The merger was announced March 25. Terms were not disclosed.
The newly formed organization is majority owned by private equity firms Owner Resource Group LLC and Shelton, Conn.-based Saugatuck Capital Co. Owner Resource Group of Austin, Texas, bought Richardson in 2017. Saugatuck Capital acquired Tulip in 2012.
Going forward, TRM will be led by Tulip's Craig Kellogg as CEO and Richardson's Steve Dyer as president and chief operating officer.
"These two companies, which formerly were competitors, share a lot of the same customer base, a lot of the same products, but the difference being Richardson was much more heavily concentrated with industrial business whereas Tulip was more concentrated with automotive," Kellogg said in a March 27 phone interview with Plastics News.
Both companies participate broadly in the lead-acid battery industry, he said.
"We're extremely excited about this opportunity," Dyer said during the call. "We've known each other in the market for many, many years. … I think there was some mutual admiration because we were competitors and we knew how good the other team was."
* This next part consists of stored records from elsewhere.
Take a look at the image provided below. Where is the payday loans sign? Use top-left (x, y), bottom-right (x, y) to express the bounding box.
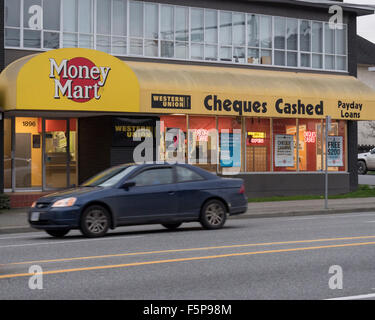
top-left (49, 57), bottom-right (111, 102)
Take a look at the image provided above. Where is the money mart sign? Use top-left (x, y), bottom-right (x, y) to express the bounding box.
top-left (49, 57), bottom-right (111, 103)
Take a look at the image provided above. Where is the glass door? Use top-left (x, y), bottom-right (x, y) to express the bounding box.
top-left (44, 119), bottom-right (68, 189)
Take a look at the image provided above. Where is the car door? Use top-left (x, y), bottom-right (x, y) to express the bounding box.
top-left (367, 149), bottom-right (375, 170)
top-left (116, 166), bottom-right (179, 223)
top-left (175, 165), bottom-right (207, 218)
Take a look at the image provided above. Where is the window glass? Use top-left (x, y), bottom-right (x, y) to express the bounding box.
top-left (133, 168), bottom-right (174, 186)
top-left (233, 13), bottom-right (245, 46)
top-left (112, 36), bottom-right (127, 55)
top-left (176, 166), bottom-right (204, 182)
top-left (5, 0), bottom-right (21, 27)
top-left (44, 0), bottom-right (60, 31)
top-left (205, 9), bottom-right (218, 44)
top-left (145, 3), bottom-right (158, 39)
top-left (218, 117), bottom-right (242, 174)
top-left (97, 35), bottom-right (111, 53)
top-left (325, 23), bottom-right (335, 54)
top-left (297, 119), bottom-right (322, 171)
top-left (300, 53), bottom-right (311, 68)
top-left (287, 51), bottom-right (297, 67)
top-left (63, 33), bottom-right (78, 47)
top-left (24, 30), bottom-right (41, 48)
top-left (129, 1), bottom-right (143, 38)
top-left (79, 0), bottom-right (93, 34)
top-left (286, 18), bottom-right (298, 51)
top-left (5, 29), bottom-right (20, 47)
top-left (220, 12), bottom-right (232, 45)
top-left (336, 25), bottom-right (347, 55)
top-left (44, 31), bottom-right (59, 49)
top-left (247, 14), bottom-right (259, 47)
top-left (312, 21), bottom-right (323, 53)
top-left (4, 119), bottom-right (12, 189)
top-left (189, 116), bottom-right (217, 172)
top-left (260, 16), bottom-right (272, 48)
top-left (175, 7), bottom-right (188, 41)
top-left (161, 5), bottom-right (174, 41)
top-left (274, 17), bottom-right (286, 50)
top-left (275, 50), bottom-right (285, 66)
top-left (300, 20), bottom-right (311, 52)
top-left (97, 0), bottom-right (111, 35)
top-left (113, 0), bottom-right (127, 36)
top-left (246, 118), bottom-right (271, 172)
top-left (312, 54), bottom-right (323, 69)
top-left (191, 8), bottom-right (204, 43)
top-left (63, 0), bottom-right (78, 32)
Tulip molds polypropylene battery components as well as containers, covers, vents, handles and other parts for diverse industries such as automotive, commercial, defense, appliances and sporting goods. The company does custom molding and insert molding, and produces its own engineered resins. It also has a cold form division for manufacturing lead products, including ammunition, wire and battery terminals.
Nearly 100 percent of lead-acid batteries are recycled in the United States. Tulip uses recycled battery plastic chips and the recycled lead to produce battery terminals, Kellogg said.
Richardson primarily makes injection molded thermoplastic parts such as jars and covers for the lead-acid battery market.
"The companies are very similar, and they fit well in the same space," Kellogg said.
The combined operation brings TRM's manufacturing platform to four facilities in Columbus, Ind., which has been the headquarters for Richardson; Philadelphia, Miss.; Niagara Falls, N.Y.; and Milwaukee, with more than 135 injection molding machines ranging from 10-1,100 tons. Richardson's engineering center in Indianapolis will also remain in operation.